Given that Astoria and JPMC have been provided by current counsel for B K Defendants with significant documentation as well as explanations for other documents sought, the Court declines to impose the severe sanctions specifically prescribed by CPLR § 3126. The Court concludes, however, that a financial sanction is appropriate because of the significant time and effort that has been required for B K Defendants to respond appropriately to discovery requests. See Patrick M. Connors, Practice Commentaries to CPLR § 3126 at C3126:11 (2005) ("The rule is ensconced in all departments today that costs and attorneys' fees, as set by the court, are a fair exaction from a party who has generated unnecessary effort by the other side in seeking court assistance with disclosure when it should not have been necessary"). Thus, the Court will impose costs and attorneys' fees on the B K Defendants that Astoria and JPMC incurred as a result of the failure of the B K Defendants to respond promptly and completely to their Demands.

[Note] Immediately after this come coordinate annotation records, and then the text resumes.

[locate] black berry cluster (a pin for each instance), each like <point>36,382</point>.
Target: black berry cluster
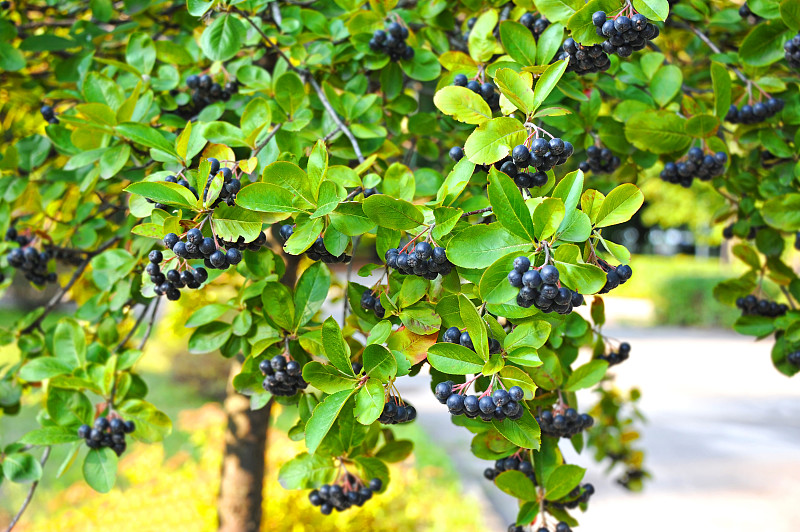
<point>49,114</point>
<point>616,357</point>
<point>753,306</point>
<point>32,262</point>
<point>615,275</point>
<point>584,59</point>
<point>198,246</point>
<point>539,288</point>
<point>335,497</point>
<point>792,49</point>
<point>169,283</point>
<point>282,377</point>
<point>748,15</point>
<point>580,495</point>
<point>566,425</point>
<point>501,404</point>
<point>396,412</point>
<point>107,433</point>
<point>392,42</point>
<point>230,184</point>
<point>317,251</point>
<point>698,164</point>
<point>542,156</point>
<point>756,113</point>
<point>600,161</point>
<point>424,261</point>
<point>624,35</point>
<point>487,90</point>
<point>537,25</point>
<point>512,463</point>
<point>206,91</point>
<point>371,301</point>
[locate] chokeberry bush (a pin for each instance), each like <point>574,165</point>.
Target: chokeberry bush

The Court directs Astoria and JPMC to provide the Court, on or before March 22, 2010, with Affirmations outlining the costs they incurred as a result of the delays of B K Defendants as outlined in this decision. B K Defendants shall submit any response to these Affirmations on or before March 29, 2010 and shall ensure that Astoria and JPMC receive its response prior to the conference before the Court on April 1, 2010 at 9:30 a.m.
The Court further reminds the B K Defendants of their obligations to comply with this Court's Orders and assures them that the Court will consider any such behavior in the future in assessing whether the imposition of further sanctions is appropriate.
All matters not decided herein are hereby denied.
This constitutes the decision and order of the Court.
The Court reminds counsel for all parties of their required appearance before the Court on April 1, 2010 at 9:30 a.m.